Prof. DDr. Michael Hartmann
Orgelsachverständiger für die Erzdiözese München und Freising
6. August 2022
Pfarrverband Schweitenkirchen
Kirchenweg 4, 85301 Schweitenkirchen
- Orgel in Schweitenkirchen-St. Johannes d. Täufer —
Sehr geehrter Herr Pfarrer Weber, sehr geehrter Herr Verwaltungsleiter Leib,
sehr geehrte Damen und Herren!
Am 26. Juli habe ich die von der Firma Anton Staller, Grafing, 1992 erbaute
Orgel untersucht und gespielt. Bei dieser Gelegenheit waren auch die Wünsche
Ihres Kirchenmusikers Herrn Kieferl nach einem Austausch des Registers
Cymbel 1' im Schwellwerk gegen eine Zungenstimme (Oboe 8‘)
Gesprächsgegenstand. Nachstehend erhalten Sie meinen Bericht.
I. Notwendige Arbeiten
Das Instrument bedarf 30 Jahre nach seiner Erbauung einer gründlichen
Wartung. Naturgemäß sind nach einer solchen Zeitspanne starke
Verschmutzungen zu konstatieren. Auch sollten Stockflecken nachhaltig
entfernt werden, um einen Schimmelbefall zu unterbinden.
Auffällig ist hinsichtlich der Spieltraktur eine nicht mehr ausgeglichene
Anschlagsart — was durch den jahrzehntelangen Gebrauch erklärt werden kann.
Die Traktur muss also komplett nachgestellt und neu einreguliert werden:
Angleichung des Tastengangs und des Anschlagsgewichts.
Besonders das Spiel auf dem 1. Manual (Koppelmanual) ist durchaus
schwergängig und bisweilen hart. Hier ist sicherlich durch Reinigung und
Neujustierung der Abstrakten, Wellen, Winkel und Ventile großes
Verbesserungspotential gegeben.
Im Großen und Ganzen ist die Orgel aber in einem guten Zustand.
II. Zur Disposition und Klangstruktur der Orgel:
Das Instrument orientiert sich in seiner Klanggestalt an einem neobarocken
Ideal, das durch die Integration der Siemann-Register (Streicher, Flöten)
zusätzliche „romantische“ Facetten aufweist.
Die Einrichtung des Nebenwerks als Schwellwerk ist dabei nicht als Indiz für
eine ursprünglich angestrebte durchgehend romantische Intonation bzw.
Klangwelt zu interpretieren, sondern als Erweiterung der dynamischen
Möglichkeiten bei der Begleitung von Solisten, Chor oder Instrumenten.
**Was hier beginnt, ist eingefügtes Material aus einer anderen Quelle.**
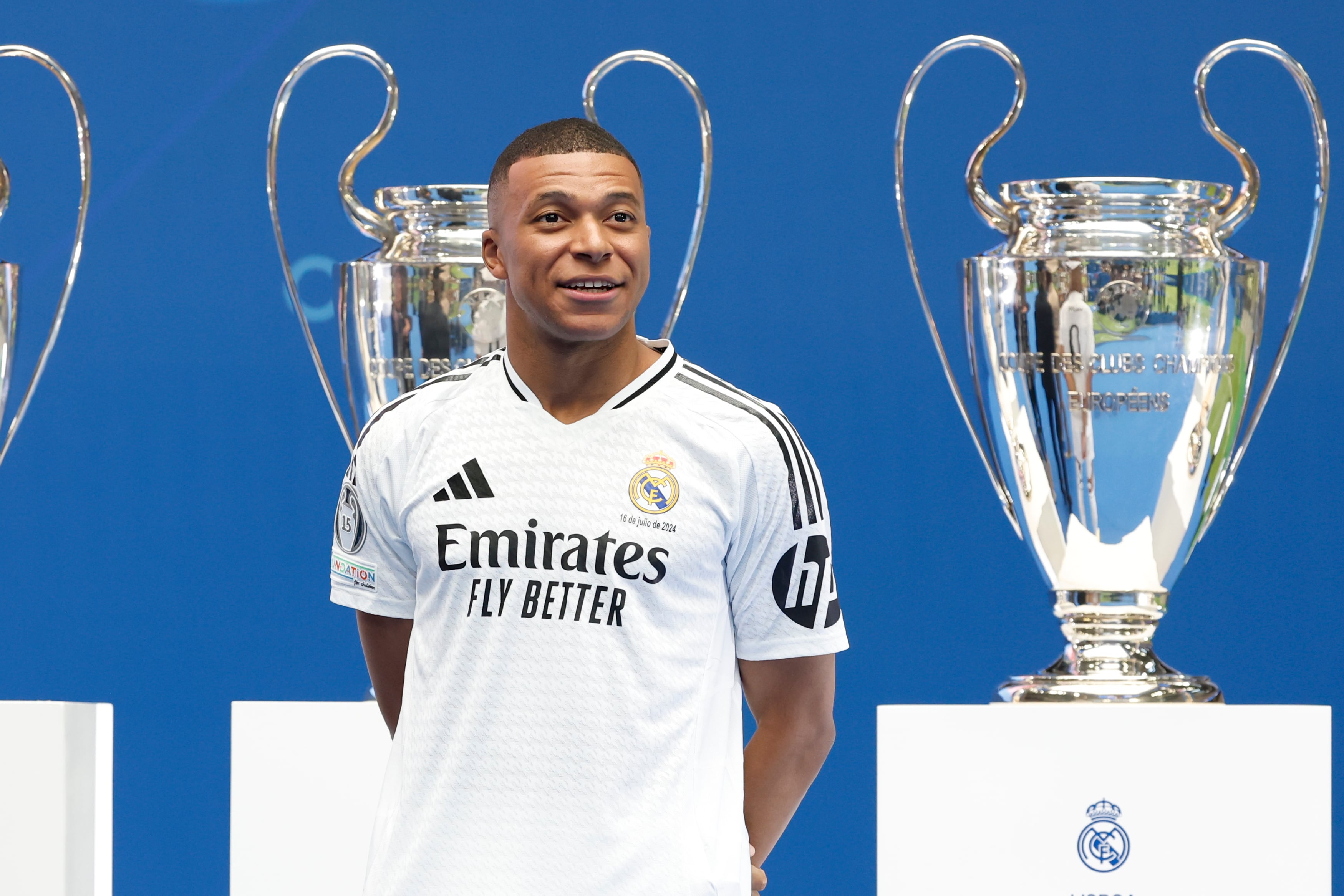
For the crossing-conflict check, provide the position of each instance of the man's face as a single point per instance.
(569, 237)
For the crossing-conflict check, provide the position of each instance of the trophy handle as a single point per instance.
(76, 253)
(702, 200)
(1242, 206)
(995, 214)
(366, 219)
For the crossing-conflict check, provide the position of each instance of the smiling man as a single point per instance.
(582, 551)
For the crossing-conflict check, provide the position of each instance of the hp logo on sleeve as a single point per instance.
(800, 589)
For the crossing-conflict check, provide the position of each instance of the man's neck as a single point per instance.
(574, 381)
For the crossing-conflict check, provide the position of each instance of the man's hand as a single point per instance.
(792, 702)
(386, 643)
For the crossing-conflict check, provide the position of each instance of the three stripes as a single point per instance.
(475, 476)
(784, 434)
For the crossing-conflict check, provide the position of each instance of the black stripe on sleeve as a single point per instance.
(380, 416)
(795, 441)
(650, 385)
(520, 397)
(784, 449)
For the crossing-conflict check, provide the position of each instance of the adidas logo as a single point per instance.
(459, 487)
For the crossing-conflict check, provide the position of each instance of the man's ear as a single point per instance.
(491, 254)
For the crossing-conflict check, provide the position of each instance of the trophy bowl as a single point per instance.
(1113, 340)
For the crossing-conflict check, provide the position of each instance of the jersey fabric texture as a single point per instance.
(572, 719)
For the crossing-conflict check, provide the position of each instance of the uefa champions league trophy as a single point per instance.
(1112, 342)
(10, 272)
(424, 304)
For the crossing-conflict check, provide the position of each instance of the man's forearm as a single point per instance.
(780, 764)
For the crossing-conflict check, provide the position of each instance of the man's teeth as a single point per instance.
(595, 285)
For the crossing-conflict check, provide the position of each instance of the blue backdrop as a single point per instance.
(167, 505)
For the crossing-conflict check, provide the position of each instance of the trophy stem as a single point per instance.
(1110, 656)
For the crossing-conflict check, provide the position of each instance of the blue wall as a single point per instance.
(167, 505)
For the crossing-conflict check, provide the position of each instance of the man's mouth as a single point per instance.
(592, 285)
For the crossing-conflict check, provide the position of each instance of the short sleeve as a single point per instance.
(780, 571)
(373, 567)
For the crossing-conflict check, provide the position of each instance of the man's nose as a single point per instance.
(590, 242)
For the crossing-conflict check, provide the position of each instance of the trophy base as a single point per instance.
(1045, 687)
(1110, 656)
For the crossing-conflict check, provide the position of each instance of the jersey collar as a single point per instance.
(638, 388)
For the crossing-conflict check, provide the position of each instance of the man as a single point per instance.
(578, 554)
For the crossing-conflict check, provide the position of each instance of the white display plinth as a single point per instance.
(56, 798)
(1213, 800)
(306, 782)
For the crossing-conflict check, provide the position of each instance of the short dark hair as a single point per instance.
(555, 139)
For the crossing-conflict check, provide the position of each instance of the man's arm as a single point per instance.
(792, 702)
(386, 643)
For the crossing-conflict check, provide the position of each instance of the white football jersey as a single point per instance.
(572, 722)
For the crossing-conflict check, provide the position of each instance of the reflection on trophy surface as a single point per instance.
(424, 304)
(1113, 342)
(10, 272)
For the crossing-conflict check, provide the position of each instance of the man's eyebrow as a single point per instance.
(561, 197)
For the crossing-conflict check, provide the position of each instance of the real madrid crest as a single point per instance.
(654, 489)
(1104, 845)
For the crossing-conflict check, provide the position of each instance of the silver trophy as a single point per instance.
(1112, 342)
(10, 272)
(424, 304)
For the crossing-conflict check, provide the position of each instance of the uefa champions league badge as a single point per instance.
(1104, 845)
(654, 489)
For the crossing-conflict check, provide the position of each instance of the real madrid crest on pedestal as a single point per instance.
(1104, 845)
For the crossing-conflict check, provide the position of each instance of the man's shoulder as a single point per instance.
(405, 417)
(757, 424)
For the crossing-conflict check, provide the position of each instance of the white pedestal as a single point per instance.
(56, 798)
(1213, 800)
(306, 782)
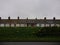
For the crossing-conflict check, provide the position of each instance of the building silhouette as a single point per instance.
(29, 22)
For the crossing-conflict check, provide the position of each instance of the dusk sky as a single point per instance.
(30, 8)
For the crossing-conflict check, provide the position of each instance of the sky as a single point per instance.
(30, 9)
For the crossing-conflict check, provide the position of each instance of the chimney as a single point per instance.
(53, 18)
(36, 18)
(18, 17)
(0, 18)
(44, 18)
(9, 18)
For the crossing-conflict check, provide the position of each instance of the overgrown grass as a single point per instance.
(23, 34)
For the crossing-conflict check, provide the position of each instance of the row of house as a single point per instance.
(29, 22)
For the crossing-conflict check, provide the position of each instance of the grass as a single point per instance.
(23, 34)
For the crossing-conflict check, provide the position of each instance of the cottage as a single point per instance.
(29, 22)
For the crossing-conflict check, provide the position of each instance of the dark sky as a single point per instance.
(30, 8)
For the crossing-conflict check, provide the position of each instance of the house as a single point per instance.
(29, 22)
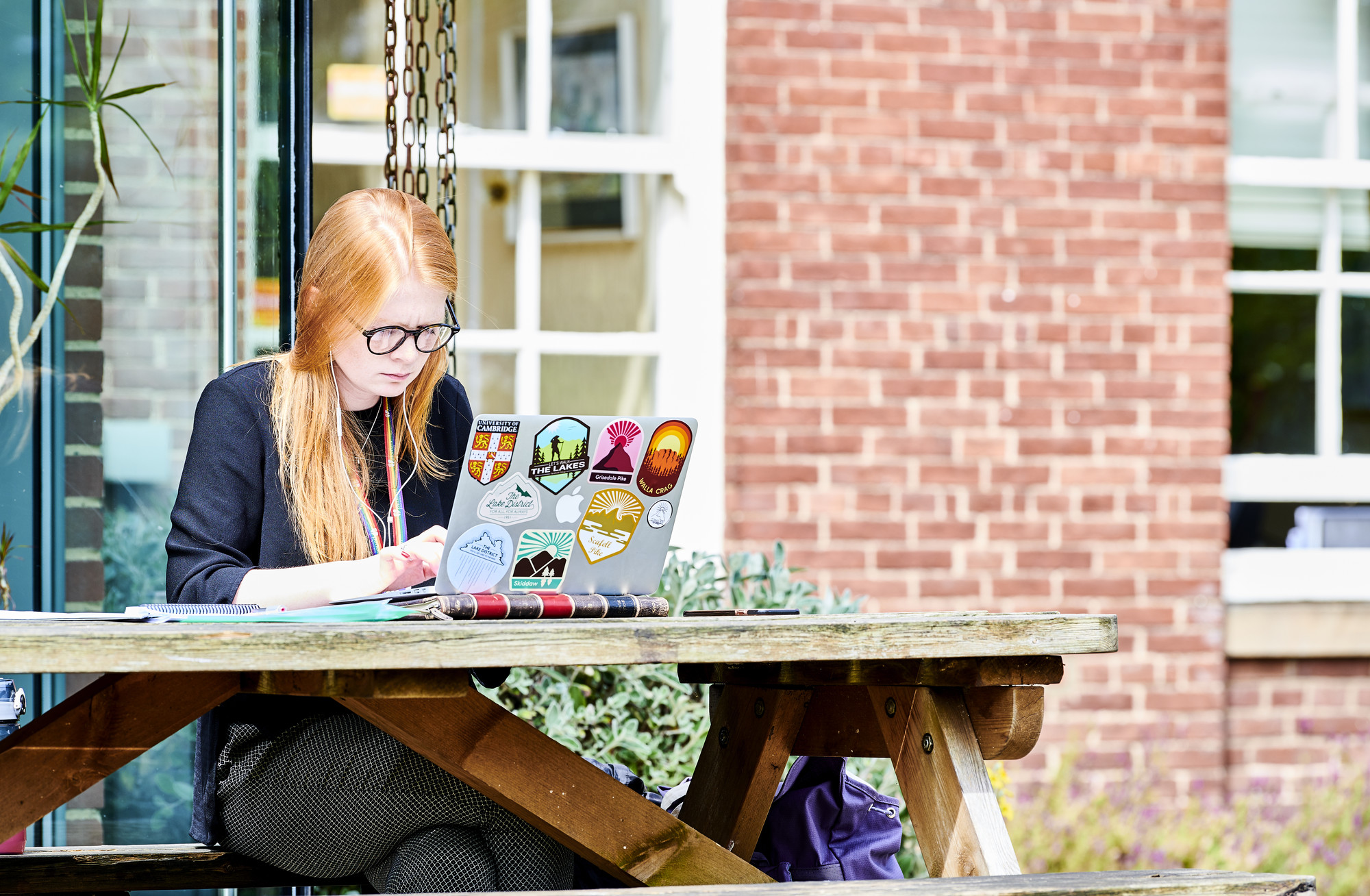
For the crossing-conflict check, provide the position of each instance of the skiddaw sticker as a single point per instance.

Die Einrichtung des Krummhorns auf diesem Manual bezeugt dies klar.
Wäre ein romantisches Klangbild angezielt worden, hätte selbstverständlich
hier eine Oboe anstelle des Krummhorns gut gepasst.
Das Gesamtbild der Orgel aber ist mit der bestehenden Disposition
einwandfrei, da in sich homogen und dennoch vielfarbig.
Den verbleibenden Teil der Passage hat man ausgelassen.